Mass in Honor of the Nativity -- Rev. L.A. Dobbelsteen. Thoughts?
  • vansensei
    Posts: 219
    https://s9.imslp.org/files/imglnks/usimg/4/42/IMSLP553705-PMLP892872-DobbelsteenNativity.pdf

    It is a Mass setting based on Christmas carols. It's interesting. It both makes sense and it doesn't at the same time.
  • I like the Kyrie.
  • StimsonInRehabStimsonInRehab
    Posts: 1,933
    It reminds me of another similar Christmas/Epiphany setting of the mas I’ve always enjoyed, the Mass of the Three Kings by Alfred Pilot:

    https://m.youtube.com/watch?v=WtSxAY3A7Qc
  • too schmaltzy for my taste.
  • any link to the score of the Pilot mass?
    D.
  • Jeffrey Quick
    Posts: 2,086
    Yeah,I stuck that one up. Not too impressed. I'm not fond of the concept, so how well or not it was executed is secondary. But if you like the idea, Schehl is better worked-out: https://imslp.org/imglnks/restimg/f/f7/5cc9-PMLP829039-SchehlXmas2F.pdf. Even James Korman is better. https://imslp.org/imglnks/restimg/c/ca/5a76-PMLP1019902-KormanXmasMassLat.pdf
    Thanked by 1NihilNominis
  • StimsonInRehabStimsonInRehab
    Posts: 1,933
    Voces - you might message Jacob Flaherty. His old parish (Holy Childhood in the Twin Cities) made this recording, so I imagine he would know somebody who would have access. There’s actually a YouTube channel of all the music done at Holy Childhood over the years; it’s a real treasure trove.

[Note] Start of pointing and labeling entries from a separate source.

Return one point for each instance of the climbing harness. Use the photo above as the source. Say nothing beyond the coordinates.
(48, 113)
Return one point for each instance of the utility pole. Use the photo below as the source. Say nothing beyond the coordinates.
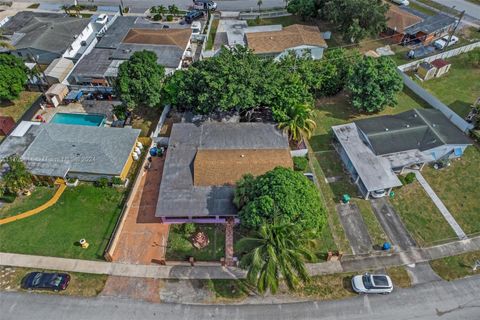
(454, 28)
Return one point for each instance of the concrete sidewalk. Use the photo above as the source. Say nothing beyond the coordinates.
(215, 271)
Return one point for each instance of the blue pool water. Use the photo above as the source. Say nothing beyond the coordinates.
(79, 119)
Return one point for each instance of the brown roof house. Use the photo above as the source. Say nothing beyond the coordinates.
(203, 163)
(276, 42)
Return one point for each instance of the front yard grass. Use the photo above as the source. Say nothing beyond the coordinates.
(456, 267)
(39, 196)
(180, 246)
(420, 215)
(82, 212)
(81, 284)
(457, 186)
(17, 107)
(459, 88)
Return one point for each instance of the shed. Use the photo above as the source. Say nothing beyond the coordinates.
(6, 125)
(56, 93)
(442, 66)
(426, 71)
(58, 70)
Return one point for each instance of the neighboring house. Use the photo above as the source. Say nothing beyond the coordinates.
(204, 162)
(277, 42)
(430, 29)
(398, 20)
(374, 149)
(124, 37)
(45, 37)
(6, 125)
(84, 152)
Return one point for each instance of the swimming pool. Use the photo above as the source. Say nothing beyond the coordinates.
(79, 119)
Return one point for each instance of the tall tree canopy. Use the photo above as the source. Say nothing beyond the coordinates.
(374, 84)
(140, 80)
(13, 76)
(281, 193)
(356, 19)
(235, 80)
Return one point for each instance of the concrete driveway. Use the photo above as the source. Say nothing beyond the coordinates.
(391, 224)
(355, 228)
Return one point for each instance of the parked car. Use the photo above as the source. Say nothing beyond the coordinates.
(102, 19)
(205, 5)
(443, 42)
(372, 283)
(46, 281)
(378, 193)
(193, 15)
(309, 176)
(401, 2)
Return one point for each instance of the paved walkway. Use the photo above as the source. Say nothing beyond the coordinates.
(439, 204)
(143, 238)
(39, 209)
(215, 271)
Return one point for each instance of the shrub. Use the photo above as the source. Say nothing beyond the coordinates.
(102, 183)
(300, 163)
(410, 177)
(189, 228)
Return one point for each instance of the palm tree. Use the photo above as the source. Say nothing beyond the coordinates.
(279, 251)
(300, 122)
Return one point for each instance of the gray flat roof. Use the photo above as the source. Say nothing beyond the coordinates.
(55, 149)
(375, 172)
(178, 197)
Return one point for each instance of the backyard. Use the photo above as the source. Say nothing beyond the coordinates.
(459, 88)
(457, 187)
(85, 211)
(421, 217)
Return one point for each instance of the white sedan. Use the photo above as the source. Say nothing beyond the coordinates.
(372, 283)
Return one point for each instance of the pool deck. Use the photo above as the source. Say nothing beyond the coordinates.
(86, 106)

    https://m.youtube.com/@schmitzd04
    Thanked by 1CHGiffen
  • Jeffrey, indeed ... i heard the Pilot mass, ... and I prefer the Korman. Would you perhaps also have the 2 voice version?
    Dirk
  • Jeffrey Quick
    Posts: 2,086
    If I had it, it would be on IMSLP.
  • NihilNominisNihilNominis
    Posts: 1,021
    In 2021, up in Sleepy Eye, Minnesota, we did the Sanctus from Korman’s Christmas Carol Mass for the TLM Midnight Mass.

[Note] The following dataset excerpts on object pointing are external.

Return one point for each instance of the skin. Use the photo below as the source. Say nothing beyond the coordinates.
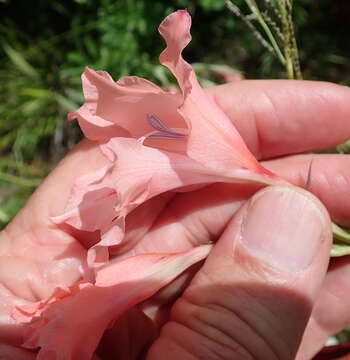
(279, 120)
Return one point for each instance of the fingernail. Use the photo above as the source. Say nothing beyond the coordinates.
(284, 227)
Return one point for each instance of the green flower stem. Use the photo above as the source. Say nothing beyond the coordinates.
(255, 10)
(341, 234)
(19, 181)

    The scores were marked “Christmas 1944” in my predecessor Lady Clara Schroepfer’s (DCSG) handwriting.

    At the Christmas party with the parish’s legacy choir, the Caecilian Choir, following the 8pm Mass on Christmas Eve, I brought up that the TLM choir were going to sing that Sanctus in just a few hours, that I had found it in the files, what was written on the scores, etc.

    A history buff in the group remarked, “then that’s what they were singing while the boys were fighting the Battle of the Bulge.” I found that connection very moving, trying to imagine how their loved ones at home on the prairie experienced singing this music with that context back then.

    More touchingly, my oldest-timer, one of the legacy members of the parish choir, whose family anchored going back to 1910 at least, and who had personally sung in the Caecilian Choir since 1959, when he heard that we were singing it, ending up coming back at Midnight, with his wife, to sing at the TLM with the Stella Maris choir, just to sing this piece he hadn’t sung since he was a boy, which he sang with vigor and, I think, a tear in his eye.*

    He had and shared many memories of those men and women, long since gone to the Lord, who had always taken the solos, remembered them with such color and life that I knew, invisibly with the angels and Saints, they were standing next to us in that loft they loved so well, taking up their old parts with inexpressible love, and that we too stood in that moment of fragile time ready some day to join them.

    Life and death, time and eternity seemed almost to touch, the line between them as thin it was to those boys facing German guns in the Ardennes, on a cold Christmas night, while their dear ones sang this love song to the Infant Prince of Peace, praying that the empty seat at their Christmas dinner table would not be empty forever.

    Christmas is already a thin place, and this was therefore an experience that hit me at the very deepest level and still brings tears when I consider what a beautiful moment it truly was.

    Here is the recording.

    *He is the tenor who really stands out. And that is my favorite part of this recording.
    Korman Christmas Sanctus SESM 2021.mp3
    2M
  • ServiamScores
    Posts: 2,886
    Vansensei, I confess I'm not a fan. I tried to play through bits of it but it feels pretty forced and contrived to me.

    The title at the top of the PDF made me chuckle though:
    This Mass is the largest selling Mass ever published in the 20 centuries of the Catholic Church, excepting Gregorian Chant


    No doubt a few more modern contenders handily took the crown.
  • ServiamScores
    Posts: 2,886
    Also, these remind me of the (rather fascinating, if unsettling) FB group called "shouldn't be a Kyrie". My favorite is the theme from the Munsters.